Hollande's January 14 press conference was riveting.
By and large, the French press accepted that what had happened and what was transpiring was a private affair. The personal life of the President of France was respected, although pressure will mount on him to declare with whom he will be traveling to the U.S. to see President Obama in February - a legitimate protocol question to a sitting president. One can only imagine what would have taken place if Barack Obama was caught going out in a similar situation. The brouhaha over the infamous "selfie" picture with the Danish Prime Minister at Nelson Mandela's funeral was bad enough. Americans, puritanical as they are, have had more than enough of presidential low jinks since the Clinton/Lewinsky affair.

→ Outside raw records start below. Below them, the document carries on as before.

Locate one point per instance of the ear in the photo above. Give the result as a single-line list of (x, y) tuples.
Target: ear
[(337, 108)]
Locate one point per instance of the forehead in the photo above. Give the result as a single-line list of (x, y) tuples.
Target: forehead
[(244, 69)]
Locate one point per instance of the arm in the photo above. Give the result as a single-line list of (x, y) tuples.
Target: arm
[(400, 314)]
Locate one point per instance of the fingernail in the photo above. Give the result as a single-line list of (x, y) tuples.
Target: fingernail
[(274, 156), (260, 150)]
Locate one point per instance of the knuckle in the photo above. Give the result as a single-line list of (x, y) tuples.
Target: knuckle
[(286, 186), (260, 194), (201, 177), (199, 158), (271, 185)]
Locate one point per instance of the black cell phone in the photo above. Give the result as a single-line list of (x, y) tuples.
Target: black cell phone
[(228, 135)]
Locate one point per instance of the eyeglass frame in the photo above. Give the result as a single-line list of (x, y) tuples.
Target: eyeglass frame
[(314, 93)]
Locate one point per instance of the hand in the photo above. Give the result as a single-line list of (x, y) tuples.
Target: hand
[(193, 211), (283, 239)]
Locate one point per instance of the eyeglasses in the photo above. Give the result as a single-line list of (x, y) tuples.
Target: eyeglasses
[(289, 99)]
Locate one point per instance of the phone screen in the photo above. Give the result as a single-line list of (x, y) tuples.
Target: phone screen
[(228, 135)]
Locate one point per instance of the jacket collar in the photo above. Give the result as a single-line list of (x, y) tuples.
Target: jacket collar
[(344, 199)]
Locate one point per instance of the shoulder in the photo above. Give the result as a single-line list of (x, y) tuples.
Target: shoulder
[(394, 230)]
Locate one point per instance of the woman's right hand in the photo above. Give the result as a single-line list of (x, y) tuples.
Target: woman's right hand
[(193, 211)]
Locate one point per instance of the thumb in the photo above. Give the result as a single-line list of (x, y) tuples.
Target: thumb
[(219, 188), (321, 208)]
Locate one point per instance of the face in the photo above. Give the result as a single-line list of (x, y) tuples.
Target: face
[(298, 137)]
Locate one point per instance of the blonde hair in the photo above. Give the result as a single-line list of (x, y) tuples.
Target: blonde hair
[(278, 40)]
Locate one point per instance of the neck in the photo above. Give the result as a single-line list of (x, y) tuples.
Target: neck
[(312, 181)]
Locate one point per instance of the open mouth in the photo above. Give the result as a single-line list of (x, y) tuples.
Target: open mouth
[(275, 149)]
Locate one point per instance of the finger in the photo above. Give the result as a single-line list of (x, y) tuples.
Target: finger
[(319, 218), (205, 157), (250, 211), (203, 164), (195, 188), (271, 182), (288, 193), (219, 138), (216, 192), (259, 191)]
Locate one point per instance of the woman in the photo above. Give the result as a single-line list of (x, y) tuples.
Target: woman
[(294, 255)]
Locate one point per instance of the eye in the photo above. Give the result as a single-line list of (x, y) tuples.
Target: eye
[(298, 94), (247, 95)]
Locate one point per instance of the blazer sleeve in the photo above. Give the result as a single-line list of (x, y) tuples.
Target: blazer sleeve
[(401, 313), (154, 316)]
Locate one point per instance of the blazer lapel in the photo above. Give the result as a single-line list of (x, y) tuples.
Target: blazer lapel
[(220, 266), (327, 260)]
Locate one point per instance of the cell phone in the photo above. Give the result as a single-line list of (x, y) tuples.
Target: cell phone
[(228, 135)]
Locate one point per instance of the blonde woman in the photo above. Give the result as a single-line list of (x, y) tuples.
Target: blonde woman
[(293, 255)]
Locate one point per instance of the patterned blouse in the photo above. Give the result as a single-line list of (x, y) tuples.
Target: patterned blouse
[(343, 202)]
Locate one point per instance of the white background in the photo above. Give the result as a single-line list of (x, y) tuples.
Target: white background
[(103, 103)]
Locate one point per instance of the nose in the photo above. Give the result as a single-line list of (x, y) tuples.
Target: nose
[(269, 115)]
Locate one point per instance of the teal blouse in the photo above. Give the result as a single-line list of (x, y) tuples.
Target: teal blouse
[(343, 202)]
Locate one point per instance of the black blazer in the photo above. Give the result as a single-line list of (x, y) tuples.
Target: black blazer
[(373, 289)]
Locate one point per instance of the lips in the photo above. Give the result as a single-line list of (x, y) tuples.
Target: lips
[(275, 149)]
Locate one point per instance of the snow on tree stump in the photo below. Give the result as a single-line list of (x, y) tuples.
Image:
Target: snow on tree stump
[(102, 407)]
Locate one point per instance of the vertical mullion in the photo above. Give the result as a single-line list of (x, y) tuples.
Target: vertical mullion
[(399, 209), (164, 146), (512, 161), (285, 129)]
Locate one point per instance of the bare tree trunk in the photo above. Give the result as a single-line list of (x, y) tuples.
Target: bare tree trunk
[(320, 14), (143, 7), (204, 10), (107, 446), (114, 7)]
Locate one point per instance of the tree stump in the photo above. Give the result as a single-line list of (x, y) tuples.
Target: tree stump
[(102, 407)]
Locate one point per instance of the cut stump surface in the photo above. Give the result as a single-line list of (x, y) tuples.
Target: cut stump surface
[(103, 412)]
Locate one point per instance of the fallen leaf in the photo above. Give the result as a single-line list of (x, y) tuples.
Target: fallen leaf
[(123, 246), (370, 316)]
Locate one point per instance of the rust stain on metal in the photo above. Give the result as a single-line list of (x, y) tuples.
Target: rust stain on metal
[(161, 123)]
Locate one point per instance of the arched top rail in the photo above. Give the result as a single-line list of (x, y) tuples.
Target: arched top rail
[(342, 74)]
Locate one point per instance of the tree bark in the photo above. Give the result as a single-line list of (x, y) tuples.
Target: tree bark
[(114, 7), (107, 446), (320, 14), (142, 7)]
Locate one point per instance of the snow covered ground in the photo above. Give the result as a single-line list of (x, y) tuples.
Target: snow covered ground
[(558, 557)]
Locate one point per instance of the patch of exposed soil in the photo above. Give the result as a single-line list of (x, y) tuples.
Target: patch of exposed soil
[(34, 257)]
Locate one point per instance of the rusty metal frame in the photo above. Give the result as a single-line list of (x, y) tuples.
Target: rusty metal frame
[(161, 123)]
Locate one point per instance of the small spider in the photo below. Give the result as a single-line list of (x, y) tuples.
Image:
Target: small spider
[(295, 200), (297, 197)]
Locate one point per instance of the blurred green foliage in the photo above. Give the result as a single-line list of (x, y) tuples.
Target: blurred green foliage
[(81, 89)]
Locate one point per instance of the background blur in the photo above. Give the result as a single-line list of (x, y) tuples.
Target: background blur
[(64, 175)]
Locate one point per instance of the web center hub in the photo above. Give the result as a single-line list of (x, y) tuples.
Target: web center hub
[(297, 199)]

We want our leaders perfectly monogamous no matter how much we watch "Sex and the City".
The French, on the other hand, have no tradition of monogamous leaders. Au contraire. The exposure of Francois Mitterrand's mistress and illegitimate daughter were a veritable breakthrough in reporting the private lives of French public officials. The DSK scandals erupted only because the police were involved in a rape accusation. Otherwise, Strauss-Kahn's private life was just that, his private life.

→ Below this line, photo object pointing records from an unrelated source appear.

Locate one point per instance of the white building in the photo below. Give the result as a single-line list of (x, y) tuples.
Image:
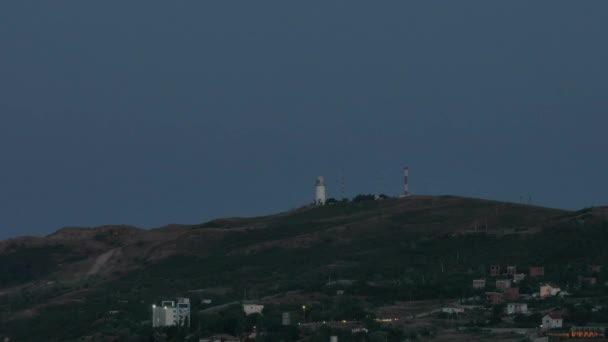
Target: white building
[(519, 277), (453, 309), (503, 284), (169, 314), (517, 308), (548, 290), (552, 321), (479, 283), (320, 191), (251, 309)]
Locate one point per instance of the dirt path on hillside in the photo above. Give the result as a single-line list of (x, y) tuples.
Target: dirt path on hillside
[(101, 260)]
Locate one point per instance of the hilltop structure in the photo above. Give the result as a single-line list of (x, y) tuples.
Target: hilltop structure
[(320, 191)]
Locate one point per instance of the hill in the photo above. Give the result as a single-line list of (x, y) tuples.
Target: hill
[(380, 251)]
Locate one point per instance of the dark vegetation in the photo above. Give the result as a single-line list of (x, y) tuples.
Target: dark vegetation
[(391, 252)]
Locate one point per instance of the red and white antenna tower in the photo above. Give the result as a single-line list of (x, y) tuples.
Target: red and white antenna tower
[(406, 181)]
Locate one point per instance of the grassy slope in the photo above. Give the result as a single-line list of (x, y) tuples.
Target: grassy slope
[(393, 243)]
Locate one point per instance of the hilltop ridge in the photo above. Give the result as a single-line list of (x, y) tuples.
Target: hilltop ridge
[(407, 248)]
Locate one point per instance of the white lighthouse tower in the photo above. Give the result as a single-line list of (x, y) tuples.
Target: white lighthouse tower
[(320, 191), (406, 182)]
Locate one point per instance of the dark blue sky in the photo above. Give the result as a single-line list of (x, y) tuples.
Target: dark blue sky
[(155, 112)]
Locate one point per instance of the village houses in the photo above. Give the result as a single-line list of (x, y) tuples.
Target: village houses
[(549, 290), (552, 320), (503, 284), (537, 272), (479, 283), (517, 308)]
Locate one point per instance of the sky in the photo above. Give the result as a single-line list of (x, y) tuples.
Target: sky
[(153, 112)]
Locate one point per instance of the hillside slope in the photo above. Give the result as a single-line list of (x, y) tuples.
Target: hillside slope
[(416, 247)]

How do the Snowden/NSA revelations play into this? It is one thing to realize that public figures' private lives have become more transparent, it is another to accept that we as private citizens are being listened to as well. In fact, the "spying" scandal has shown that technology can now reach into all forms of communication, from mail to telephone to fax to e-mails, and on and on. And that spying now includes such innocents as you and me, Mr. and Mrs. Everybody. I recently asked a friend who is closely involved in the Blue Brain project whether in the future computers will be able to understand what we are thinking before we utter or type a word. The fact that he didn't laugh and pondered for a moment was truly frightening.
So, while the French become more transparent about their officials and Americans are worried that 1984's Brave New World of the police state is arriving - for those who think it hasn't already arrived - must we accept that this is inevitable? For civil libertarians, defending the private sphere is the real fight of the 21st century. The very bases of Liberalism - individual freedom and liberty - are at stake. But, as technology advances, can human checks and balances be put in place which can guarantee safeguards to stop the diminishing private/public space? Just as humanitarian space is being squeezed by the political, private space is being squeezed by sophisticated intrusive devices in the name of security.
Filming radar machines have successfully cut down on the number of accidents on the highways. We assume that cameras will reduce crimes in certain neighborhoods. But, there is a price to be paid for all this surveillance. And that price may be too high and too difficult to turn back.